Proceedings of the 24th International Conference on Distributed Computing  
Systems (ICDCS'04), Tokyo, Japan, March 23-26, 2004.  

Abstract

The demand of delivering streaming media content in the Internet has
become increasingly high for scientific, educational, and commercial
applications. Three representative technologies have been developed for
this purpose, each of which has its merits and serious limitations.

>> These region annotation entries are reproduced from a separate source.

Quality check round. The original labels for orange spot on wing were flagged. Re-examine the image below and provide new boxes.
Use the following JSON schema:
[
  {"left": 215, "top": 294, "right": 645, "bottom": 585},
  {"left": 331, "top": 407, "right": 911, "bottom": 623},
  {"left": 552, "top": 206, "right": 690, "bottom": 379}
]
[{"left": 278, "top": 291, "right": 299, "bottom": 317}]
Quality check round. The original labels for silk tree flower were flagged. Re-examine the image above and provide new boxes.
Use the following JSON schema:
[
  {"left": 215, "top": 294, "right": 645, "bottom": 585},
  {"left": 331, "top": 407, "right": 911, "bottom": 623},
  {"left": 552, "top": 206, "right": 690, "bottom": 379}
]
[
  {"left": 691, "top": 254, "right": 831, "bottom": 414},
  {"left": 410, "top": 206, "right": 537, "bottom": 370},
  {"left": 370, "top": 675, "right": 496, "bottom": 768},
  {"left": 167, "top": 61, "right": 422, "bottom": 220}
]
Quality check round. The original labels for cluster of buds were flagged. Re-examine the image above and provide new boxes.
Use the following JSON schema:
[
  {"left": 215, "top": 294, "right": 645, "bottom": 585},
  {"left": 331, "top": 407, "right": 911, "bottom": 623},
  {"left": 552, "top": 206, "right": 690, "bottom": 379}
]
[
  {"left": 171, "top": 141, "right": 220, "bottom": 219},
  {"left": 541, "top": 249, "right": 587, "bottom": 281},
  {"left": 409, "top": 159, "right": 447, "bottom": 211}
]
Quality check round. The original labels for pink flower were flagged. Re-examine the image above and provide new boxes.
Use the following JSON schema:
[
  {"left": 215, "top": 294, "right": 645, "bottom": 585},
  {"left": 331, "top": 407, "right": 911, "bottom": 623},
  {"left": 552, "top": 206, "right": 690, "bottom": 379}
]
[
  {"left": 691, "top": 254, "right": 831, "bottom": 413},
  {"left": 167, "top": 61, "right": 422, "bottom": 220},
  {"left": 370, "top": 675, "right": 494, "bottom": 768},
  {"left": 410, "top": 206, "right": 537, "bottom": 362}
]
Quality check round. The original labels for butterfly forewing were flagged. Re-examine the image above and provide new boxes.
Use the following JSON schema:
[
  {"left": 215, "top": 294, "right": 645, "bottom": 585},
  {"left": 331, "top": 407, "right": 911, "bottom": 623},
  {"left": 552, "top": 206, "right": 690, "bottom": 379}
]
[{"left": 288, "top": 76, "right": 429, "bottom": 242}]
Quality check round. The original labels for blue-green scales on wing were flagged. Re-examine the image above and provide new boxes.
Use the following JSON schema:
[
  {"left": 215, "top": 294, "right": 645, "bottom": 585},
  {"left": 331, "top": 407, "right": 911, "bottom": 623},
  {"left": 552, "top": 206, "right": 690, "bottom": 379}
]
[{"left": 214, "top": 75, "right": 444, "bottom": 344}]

Infrastructure-based CDNs with dedicated network bandwidths and powerful
media replicas can provide high quality streaming services but at a high
cost. Server-based proxies are cost-effective but not scalable due to
the limited proxy capacity and its centralized control. Client-based P2P
networks are scalable but do not guarantee high quality streaming
service due to the transient nature of peers. To address these
limitations, we present a novel and efficient design of a scalable and
reliable media proxy system supported by P2P networks. This system is
called PROP abbreviated from our technical theme of ``collaborating and
coordinating PROxy and its P2P clients". Our objective is to address
both scalability and reliability issues of streaming media delivery in a
cost-effective way. In the PROP system, the clients' machines in an
intranet are self-organized into a structured P2P system to provide a
large media storage and to actively participate in the streaming media
delivery, where the proxy is also embedded as an important member to
ensure quality of streaming service. The coordination and collaboration
in the system are efficiently conducted by our P2P management structure
and replacement policies. We have comparatively evaluated our system by
trace-driven simulations with synthetic workloads and with a real-life
workload trace extracted from the media server logs in an enterprise
network. The results show that our design significantly improves the
quality of media streaming and the system scalability.